How can lawyers turn mediation into a real decision moment?
One of the quiet tensions in mediation is that the very skills that make lawyers effective in court do not always translate well to a decision room. When the objective shifts from defending a position to choosing between imperfect outcomes, the professional reflexes trained for litigation can start working against the process.
That role makes complete sense in litigation. Court is structured around opposition: someone asserts a right, someone resists it, and a third party decides. In that setting, caution, precision, and defensiveness are virtues. You would not want it otherwise.
What is less often made explicit is that mediation changes the task, even if the lawyers in the room remain the same. The question is no longer how to defend the client’s entitlement against attack, but how to help the client decide what to do with a conflict that is costing time, money, and management attention.

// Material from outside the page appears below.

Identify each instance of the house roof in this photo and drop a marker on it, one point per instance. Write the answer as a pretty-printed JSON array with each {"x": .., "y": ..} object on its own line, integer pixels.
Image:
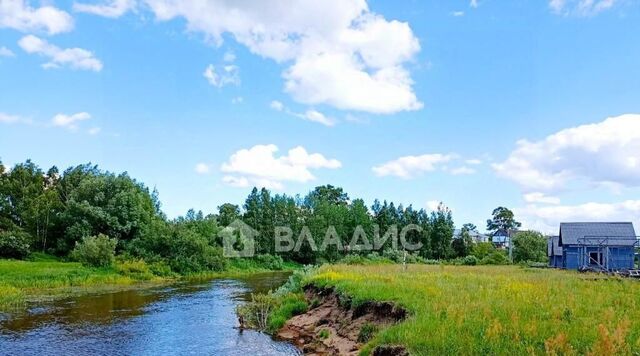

I have seen mediators restore fragile alignment between parties, only to see it collapse when a lawyer intervenes to protect the case rather than advance a decision. And when it comes to articulating what an acceptable outcome might actually look like, hesitation sets in. Not because anyone is incompetent, but because the posture remains one of defence rather than decision. The instinct is to protect the position until something external forces movement.
That instinct is not a personal shortcoming. It is a structural reflex. Legal formation rewards the ability to hold a line under pressure. It rarely rewards the ability to guide a client through choosing between imperfect alternatives before a judge imposes one.
In jurisdictions like Australia or the UK, where mediation is more embedded in the dispute landscape, that tension is addressed more consciously. Advisors are expected to prepare clients not only to argue the case, but to support them toward a decision: to quantify downside scenarios, define internal authority, and clarify in advance what trade offs are realistically on the table. Advocacy does not disappear. It is integrated with decision support, in the right forum.
Where that integration does not occur, mediation can feel like a suspension of litigation rather than a shift in posture. The same protective reflex governs the conversation, only without a ruling at the end.
From a business perspective, that is difficult to justify. Leaders do not step into mediation to rehearse their case in a quieter setting. They do so because they need clarity about what risk they are prepared to carry and what outcome they are prepared to live with.
None of this is an argument against advocacy. It is an argument for recognising that the move from advocate to advisor is not automatic. If mediation is to function as a serious decision moment, that shift has to be deliberate. Otherwise the forum changes, but the mindset does not.